Beyrut’un güney banliyösüne yönelik Siyonist saldırıda şehit olan Hacı Vasile Baydun’un 3. taziye günü dolayısıyla düzenlenen anma programına katılan İzzeddin, ailesine, kasaba halkına ve diğer şehitlerin ailelerine taziyelerini sundu. İzzeddin, “İlki Lübnan’ın başkenti Beyrut’un banliyösünde, ikincisi ise İran’ın başkenti Tahran’da gerçekleşen ve iki büyük liderin şehadetiyle sonuçlanan iki büyük olayla karşı karşıyayız. Bu durum Lübnan’da, Suriye’de, Irak’ta, Yemen’de ve tüm bölgede hepimizi, düşmanın ABD’nin desteği ve kararıyla seçtiği yeni bir çatışma evresiyle karşı karşıya bırakmaktadır” dedi.
İzzeddin, yaşananların bir yanıt olmayıp, İsrail’in doğrudan saldırısı olduğunu kaydederek, uluslararası tüm tanımlamalara göre bunun iki ülkenin egemenliğinin ihlal edilmesi anlamına geldiğini vurguladı.
İzzeddin “Büyük şehit komutan Fuat Şukr ve şehit lider İsmail Heniye’nin suikastından önce ve sonra bizim için her şey değişmiştir, çünkü düşman kapıları ardına kadar açmayı tercih etmiştir” ifadelerini kullandı.
Hizbullah Milletvekili İzzeddin, bu cinayetlerin Netanyahu’nun Amerikan Kongresi’nde konuşmasından ve ABD’deki karar vericilerin ve yasama organlarının ona alkış tutmasından sonra gerçekleştiğine dikkat çekti. Bu durumun Netanyahu’yu gururlandırdığını, işlediği ve işleyeceği tüm cinayetler için tam bir koruma sağladığını düşündürdüğünü ifade eden İzzeddin, düşmanın bu nedenle Beyrut’un güney banliyösüne, Irak’a ve İslam Cumhuriyeti’ne saldırıda bulunduğunu söyledi.

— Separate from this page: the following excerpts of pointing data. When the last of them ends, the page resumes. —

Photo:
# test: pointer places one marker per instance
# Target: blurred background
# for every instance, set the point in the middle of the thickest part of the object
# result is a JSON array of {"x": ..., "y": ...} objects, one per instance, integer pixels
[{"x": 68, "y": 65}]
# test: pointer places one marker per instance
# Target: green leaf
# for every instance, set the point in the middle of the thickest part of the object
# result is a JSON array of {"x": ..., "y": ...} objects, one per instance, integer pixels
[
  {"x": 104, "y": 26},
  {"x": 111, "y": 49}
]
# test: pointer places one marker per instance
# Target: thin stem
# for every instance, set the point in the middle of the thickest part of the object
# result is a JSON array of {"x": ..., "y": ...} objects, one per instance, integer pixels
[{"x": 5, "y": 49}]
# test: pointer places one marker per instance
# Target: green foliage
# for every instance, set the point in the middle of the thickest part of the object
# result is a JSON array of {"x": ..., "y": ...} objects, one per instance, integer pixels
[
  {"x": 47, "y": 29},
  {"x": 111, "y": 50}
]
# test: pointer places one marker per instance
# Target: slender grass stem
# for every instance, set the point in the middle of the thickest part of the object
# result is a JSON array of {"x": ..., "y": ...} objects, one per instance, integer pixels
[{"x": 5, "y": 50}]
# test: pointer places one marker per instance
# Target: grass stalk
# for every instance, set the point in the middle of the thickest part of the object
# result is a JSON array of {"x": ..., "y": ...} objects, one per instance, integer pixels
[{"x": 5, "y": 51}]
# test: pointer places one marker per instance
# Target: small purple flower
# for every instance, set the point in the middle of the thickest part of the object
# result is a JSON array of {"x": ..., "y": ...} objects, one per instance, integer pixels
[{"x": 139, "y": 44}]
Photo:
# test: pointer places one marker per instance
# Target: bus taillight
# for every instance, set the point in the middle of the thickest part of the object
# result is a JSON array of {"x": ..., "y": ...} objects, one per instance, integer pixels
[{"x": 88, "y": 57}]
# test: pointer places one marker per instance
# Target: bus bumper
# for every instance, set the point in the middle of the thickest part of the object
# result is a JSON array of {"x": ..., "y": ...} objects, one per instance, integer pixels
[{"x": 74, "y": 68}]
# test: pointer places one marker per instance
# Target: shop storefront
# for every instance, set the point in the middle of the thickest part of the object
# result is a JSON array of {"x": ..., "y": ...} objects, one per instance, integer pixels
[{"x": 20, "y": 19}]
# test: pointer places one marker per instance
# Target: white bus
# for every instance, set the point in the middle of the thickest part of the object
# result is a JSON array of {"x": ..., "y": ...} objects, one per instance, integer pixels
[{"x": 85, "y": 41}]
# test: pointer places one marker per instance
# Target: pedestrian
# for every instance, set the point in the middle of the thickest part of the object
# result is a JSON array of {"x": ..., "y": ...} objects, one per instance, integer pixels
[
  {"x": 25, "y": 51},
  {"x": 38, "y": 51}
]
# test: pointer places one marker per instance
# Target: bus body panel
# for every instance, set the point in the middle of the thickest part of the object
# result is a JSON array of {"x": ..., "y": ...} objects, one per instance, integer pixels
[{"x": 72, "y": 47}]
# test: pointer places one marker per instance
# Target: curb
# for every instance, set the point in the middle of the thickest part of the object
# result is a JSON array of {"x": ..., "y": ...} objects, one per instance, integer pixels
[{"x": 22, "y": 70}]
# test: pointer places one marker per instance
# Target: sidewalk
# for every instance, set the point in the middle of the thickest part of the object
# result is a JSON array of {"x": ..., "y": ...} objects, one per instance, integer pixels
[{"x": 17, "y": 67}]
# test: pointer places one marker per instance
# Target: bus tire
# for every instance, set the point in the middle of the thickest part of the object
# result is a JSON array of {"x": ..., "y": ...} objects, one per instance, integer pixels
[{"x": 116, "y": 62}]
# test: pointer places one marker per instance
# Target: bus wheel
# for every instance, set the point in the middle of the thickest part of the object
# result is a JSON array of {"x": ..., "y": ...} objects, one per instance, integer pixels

İzzeddin sözlerini şöyle sürdürdü: “Bu nedenle, bugün gerçek iki büyük eksenle karşı karşıyayız. Biri, direniş ekseni olarak adlandırılan ve direniş ülkeleri, direniş güçleri, siyasi ve halk hareketlerini içeren eksen, diğeri ise kötülük, saldırganlık, egemenlik, bu ümmeti ve bölgeyi kontrol etme, kaynaklarını ve zenginliklerini talan etmek isteyen şer eksenidir. Bu eksen, Amerikan, Batılı, siyonist ve Arap eksenidir. Çünkü bazıları bu ekseni desteklediğini ve özellikle İran konsolosluğuna yapılan saldırıdan sonra İsrail’i hedef alan önceki İran saldırısına fiilen ve saha düzeyinde katıldığını ilan etti. Bugün de İran’ın kaçınılmaz olarak gelecek olan herhangi bir yanıt girişiminde aynı şeyi tekrarlayacaklar.

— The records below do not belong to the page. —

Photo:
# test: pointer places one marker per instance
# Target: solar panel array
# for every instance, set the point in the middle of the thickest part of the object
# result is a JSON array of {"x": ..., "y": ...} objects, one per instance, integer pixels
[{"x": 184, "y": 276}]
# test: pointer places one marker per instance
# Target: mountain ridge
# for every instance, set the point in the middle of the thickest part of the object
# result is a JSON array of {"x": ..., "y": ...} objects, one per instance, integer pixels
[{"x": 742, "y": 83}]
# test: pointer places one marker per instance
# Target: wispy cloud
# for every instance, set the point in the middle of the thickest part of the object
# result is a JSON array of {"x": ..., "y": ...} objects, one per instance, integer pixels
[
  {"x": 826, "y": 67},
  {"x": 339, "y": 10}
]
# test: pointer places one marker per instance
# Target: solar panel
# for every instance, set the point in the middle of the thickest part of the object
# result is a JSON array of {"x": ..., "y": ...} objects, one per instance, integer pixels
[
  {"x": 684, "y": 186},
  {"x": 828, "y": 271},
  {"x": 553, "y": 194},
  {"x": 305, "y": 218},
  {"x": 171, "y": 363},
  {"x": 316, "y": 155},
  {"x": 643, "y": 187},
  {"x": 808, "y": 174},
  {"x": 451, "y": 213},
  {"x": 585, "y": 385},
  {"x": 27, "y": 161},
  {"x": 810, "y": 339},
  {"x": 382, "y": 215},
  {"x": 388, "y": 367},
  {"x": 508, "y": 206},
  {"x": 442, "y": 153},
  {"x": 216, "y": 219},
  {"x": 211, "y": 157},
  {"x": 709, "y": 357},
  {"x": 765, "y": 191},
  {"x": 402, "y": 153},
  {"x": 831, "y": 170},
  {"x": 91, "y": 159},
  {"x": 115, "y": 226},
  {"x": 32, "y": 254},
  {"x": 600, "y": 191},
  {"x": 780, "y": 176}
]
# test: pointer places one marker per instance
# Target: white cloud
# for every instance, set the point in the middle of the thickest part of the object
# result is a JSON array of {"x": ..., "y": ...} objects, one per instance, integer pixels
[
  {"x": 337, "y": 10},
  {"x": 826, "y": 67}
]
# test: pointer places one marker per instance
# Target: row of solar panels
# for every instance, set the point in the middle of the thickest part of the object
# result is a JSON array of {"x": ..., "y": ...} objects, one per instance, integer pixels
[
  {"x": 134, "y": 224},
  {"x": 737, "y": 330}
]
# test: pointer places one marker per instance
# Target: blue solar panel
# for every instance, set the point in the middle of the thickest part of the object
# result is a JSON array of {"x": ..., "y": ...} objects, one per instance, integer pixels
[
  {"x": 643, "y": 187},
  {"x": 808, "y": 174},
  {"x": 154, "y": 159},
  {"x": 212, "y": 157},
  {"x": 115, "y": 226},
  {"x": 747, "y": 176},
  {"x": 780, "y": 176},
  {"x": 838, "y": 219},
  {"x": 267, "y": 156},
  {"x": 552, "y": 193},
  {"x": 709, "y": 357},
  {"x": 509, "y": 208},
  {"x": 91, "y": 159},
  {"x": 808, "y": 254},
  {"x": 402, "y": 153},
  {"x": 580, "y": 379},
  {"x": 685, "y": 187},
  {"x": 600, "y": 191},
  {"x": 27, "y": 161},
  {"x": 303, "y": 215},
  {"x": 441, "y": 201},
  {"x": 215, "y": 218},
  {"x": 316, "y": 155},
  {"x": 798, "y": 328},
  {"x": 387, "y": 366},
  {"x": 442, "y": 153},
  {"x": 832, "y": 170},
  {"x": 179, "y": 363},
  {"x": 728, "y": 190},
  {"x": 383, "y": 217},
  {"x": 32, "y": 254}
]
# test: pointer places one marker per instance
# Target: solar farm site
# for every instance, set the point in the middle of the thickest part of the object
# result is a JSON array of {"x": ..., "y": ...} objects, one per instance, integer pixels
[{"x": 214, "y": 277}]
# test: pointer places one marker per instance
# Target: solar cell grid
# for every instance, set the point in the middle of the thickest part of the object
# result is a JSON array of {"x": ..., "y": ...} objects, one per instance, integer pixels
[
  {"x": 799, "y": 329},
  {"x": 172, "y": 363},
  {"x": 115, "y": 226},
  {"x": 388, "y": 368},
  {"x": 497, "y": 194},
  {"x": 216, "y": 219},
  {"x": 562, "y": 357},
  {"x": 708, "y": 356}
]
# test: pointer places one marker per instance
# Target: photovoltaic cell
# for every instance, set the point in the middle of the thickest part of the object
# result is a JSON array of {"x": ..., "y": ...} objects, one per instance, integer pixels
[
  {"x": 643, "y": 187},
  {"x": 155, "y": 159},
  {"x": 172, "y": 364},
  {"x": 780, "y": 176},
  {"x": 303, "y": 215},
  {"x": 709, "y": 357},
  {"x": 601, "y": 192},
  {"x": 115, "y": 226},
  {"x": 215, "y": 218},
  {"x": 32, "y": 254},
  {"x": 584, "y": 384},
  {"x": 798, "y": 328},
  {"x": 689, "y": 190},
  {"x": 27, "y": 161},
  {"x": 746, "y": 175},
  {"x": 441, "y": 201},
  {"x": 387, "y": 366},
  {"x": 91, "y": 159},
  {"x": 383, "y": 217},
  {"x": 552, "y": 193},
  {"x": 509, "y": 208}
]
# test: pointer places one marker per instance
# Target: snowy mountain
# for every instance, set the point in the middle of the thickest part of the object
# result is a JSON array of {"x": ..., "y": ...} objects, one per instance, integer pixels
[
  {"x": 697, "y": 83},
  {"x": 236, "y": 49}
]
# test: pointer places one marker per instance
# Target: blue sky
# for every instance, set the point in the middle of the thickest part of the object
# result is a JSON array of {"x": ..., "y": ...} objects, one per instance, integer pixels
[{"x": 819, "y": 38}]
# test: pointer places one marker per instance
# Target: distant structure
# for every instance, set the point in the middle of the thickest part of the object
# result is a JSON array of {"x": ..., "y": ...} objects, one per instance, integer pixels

Netanyahu’nun yaptıkları ona geçici bir zafer coşkusu yaşatabilir, ancak mevcut denklemleri değiştirmeyecek. Er ya da geç, 29 Temmuz’dan önceki içsel krizlere ve ordudaki zayıflamalara geri dönecektir. Bu nedenle, yaşananlar denklemleri değiştirmedi; direniş hala güçlüdür ve Gazze’de düşmanın kontrolünü engellemeye devam etmektedir.”

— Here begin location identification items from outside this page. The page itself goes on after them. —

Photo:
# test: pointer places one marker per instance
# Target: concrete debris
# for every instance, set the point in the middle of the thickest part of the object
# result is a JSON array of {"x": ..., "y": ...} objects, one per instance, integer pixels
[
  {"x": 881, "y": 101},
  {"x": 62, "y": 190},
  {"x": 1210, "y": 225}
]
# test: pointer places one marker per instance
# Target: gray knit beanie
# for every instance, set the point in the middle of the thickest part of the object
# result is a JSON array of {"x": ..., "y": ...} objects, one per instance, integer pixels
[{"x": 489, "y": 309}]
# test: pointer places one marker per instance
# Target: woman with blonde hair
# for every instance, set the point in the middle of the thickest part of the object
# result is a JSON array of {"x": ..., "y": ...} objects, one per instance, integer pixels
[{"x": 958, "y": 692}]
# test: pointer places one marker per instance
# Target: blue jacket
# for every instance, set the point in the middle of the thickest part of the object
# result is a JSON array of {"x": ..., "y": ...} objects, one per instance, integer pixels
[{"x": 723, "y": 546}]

Yenilgiler döneminin geride kaldığını ve artık zaferler çağına girildiğini söyleyen İzzeddin, son günlerde yaşananların direnişi asla sarsmayacağını, çünkü hiçbir hareketin şehit vermeden başarılı olamayacağını belirtti. Düşmanın Amerikan desteğiyle ne kadar silah, uçak ve bomba kullanırsa kullansın, savaşma, cesaret ve motivasyon veremeyeceğini ifade etti. İzzeddin, geleceğin, direnişin olacağını kaydederek, zaferin kan, şehit ve fedakarlıkla geleceğine dair güvenin korunması gerektiğini sözlerine ekledi.